生命保険に加入した場合も、その保険料の一部を所得から控除することができます。

これを「生命保険料控除」といい、「生命保険」「介護医療保険」「個人年金保険」でそれぞれ最大4万円の控除を受けられます(最大12万円)。

年末調整のある会社員の場合は、申告書に払込証明書を添付・記入するだけで還付が受けられますので、手続きの手間もそれほどかかりません。

保険は万が一の事態の備えにもなるため、税金対策とあわせて加入を検討してみるのもよいでしょう。

●ふるさと納税は日用品の節約に有効

ふるさと納税とは、応援したい自治体を選んで寄付が行える制度です。

ふるさと納税では、所定の手続きを行うことで所得税の還付や住民税の控除が受けられます。

ただし、気を付けたいのが「ふるさと納税は2000円の自己負担が発生する」という点です。

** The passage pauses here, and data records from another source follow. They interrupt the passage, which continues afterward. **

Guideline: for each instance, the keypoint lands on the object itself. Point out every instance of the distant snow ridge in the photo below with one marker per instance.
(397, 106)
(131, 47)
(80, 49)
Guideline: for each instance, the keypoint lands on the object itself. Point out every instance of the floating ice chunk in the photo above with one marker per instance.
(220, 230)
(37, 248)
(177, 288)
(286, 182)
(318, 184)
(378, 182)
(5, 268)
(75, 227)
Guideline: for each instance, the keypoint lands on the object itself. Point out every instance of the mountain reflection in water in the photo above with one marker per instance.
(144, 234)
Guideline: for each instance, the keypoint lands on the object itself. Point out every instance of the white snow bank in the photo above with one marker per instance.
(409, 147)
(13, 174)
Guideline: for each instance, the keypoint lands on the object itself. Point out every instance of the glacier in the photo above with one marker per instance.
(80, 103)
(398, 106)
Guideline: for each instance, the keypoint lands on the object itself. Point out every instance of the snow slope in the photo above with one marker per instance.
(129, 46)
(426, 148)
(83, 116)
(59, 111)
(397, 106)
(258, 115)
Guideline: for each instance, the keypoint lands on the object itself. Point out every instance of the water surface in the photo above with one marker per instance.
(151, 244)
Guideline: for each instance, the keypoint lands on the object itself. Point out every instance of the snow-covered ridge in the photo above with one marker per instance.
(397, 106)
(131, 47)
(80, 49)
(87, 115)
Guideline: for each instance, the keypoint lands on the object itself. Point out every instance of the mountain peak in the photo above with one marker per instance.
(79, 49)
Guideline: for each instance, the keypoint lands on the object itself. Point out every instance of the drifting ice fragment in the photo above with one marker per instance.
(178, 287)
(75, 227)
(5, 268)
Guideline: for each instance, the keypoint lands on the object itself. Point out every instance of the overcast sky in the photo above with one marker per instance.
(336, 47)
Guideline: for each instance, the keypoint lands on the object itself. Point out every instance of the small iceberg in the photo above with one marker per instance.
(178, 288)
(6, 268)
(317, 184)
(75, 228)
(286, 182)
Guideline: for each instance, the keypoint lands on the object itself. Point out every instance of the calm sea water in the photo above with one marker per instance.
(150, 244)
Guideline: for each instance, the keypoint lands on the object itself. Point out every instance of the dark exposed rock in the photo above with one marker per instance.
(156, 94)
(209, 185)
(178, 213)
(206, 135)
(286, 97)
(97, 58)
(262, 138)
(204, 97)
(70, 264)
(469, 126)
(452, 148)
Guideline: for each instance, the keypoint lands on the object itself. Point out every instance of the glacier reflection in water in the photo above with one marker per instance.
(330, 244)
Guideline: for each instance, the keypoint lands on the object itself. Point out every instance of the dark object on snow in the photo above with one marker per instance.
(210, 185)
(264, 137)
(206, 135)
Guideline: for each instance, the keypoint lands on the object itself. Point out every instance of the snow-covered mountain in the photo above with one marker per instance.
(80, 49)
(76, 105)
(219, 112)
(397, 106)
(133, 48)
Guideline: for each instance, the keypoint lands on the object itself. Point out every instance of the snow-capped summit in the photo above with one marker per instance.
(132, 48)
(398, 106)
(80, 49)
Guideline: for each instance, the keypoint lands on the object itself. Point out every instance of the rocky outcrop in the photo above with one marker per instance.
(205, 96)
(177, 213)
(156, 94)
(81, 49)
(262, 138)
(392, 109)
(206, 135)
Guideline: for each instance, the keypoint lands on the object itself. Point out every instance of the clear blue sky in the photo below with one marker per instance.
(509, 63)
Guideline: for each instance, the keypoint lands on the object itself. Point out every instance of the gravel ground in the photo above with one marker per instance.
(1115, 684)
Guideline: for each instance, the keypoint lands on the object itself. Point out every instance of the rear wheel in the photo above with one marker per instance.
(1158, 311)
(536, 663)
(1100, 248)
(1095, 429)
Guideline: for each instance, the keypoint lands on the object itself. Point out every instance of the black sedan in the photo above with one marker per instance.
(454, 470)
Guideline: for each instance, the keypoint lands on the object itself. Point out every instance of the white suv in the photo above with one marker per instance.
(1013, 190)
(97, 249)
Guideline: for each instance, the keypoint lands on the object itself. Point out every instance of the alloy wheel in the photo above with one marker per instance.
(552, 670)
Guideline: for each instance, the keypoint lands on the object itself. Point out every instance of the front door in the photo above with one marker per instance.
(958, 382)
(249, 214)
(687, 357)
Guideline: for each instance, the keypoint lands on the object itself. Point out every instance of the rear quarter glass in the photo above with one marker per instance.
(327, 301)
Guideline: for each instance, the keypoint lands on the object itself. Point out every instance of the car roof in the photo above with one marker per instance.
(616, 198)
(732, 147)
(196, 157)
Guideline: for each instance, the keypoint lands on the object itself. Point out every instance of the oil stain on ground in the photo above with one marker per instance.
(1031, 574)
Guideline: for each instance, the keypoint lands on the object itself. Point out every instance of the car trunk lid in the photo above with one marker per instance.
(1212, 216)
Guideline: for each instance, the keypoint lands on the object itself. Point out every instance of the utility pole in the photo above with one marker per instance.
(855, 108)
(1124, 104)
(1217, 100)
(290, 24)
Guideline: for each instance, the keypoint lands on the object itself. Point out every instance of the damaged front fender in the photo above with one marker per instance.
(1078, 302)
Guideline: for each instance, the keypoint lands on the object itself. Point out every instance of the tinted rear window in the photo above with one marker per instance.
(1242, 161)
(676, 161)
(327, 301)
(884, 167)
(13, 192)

たとえば、5万円のふるさと納税を行った人は4万8000円が控除されるため、必ず2000円の自己負担が発生することとなります。

では何のためにふるさと納税を行うかというと、それは「自分の応援したい自治体に寄付ができる」という点がメリットにあるからです。

さらに、自治体によっては各地のさまざまな返礼品が受け取れるメリットがあります。

ふるさと納税には食品や日用品など魅力的な返礼品が多くあり、それらを自己負担金2000円で受け取ることができます。

ふるさと納税は、あくまでも「税金の前払い」であり節税効果はないものの、家計の節約につながる制度ですので、ぜひ有効活用してみましょう。

税金対策で手取り額を増やそう

国民負担率が右肩上がりに増加する現在では、自ら税金対策を取ることが欠かせません。

少しでも手取り額を増やすためには、できる限りの税金対策に取り組みながら課税所得を圧縮することが重要です。

ここで紹介したiDeCoや生命保険料控除、ふるさと納税は、手続きも簡潔に行えますのでぜひ利用を検討してみましょう。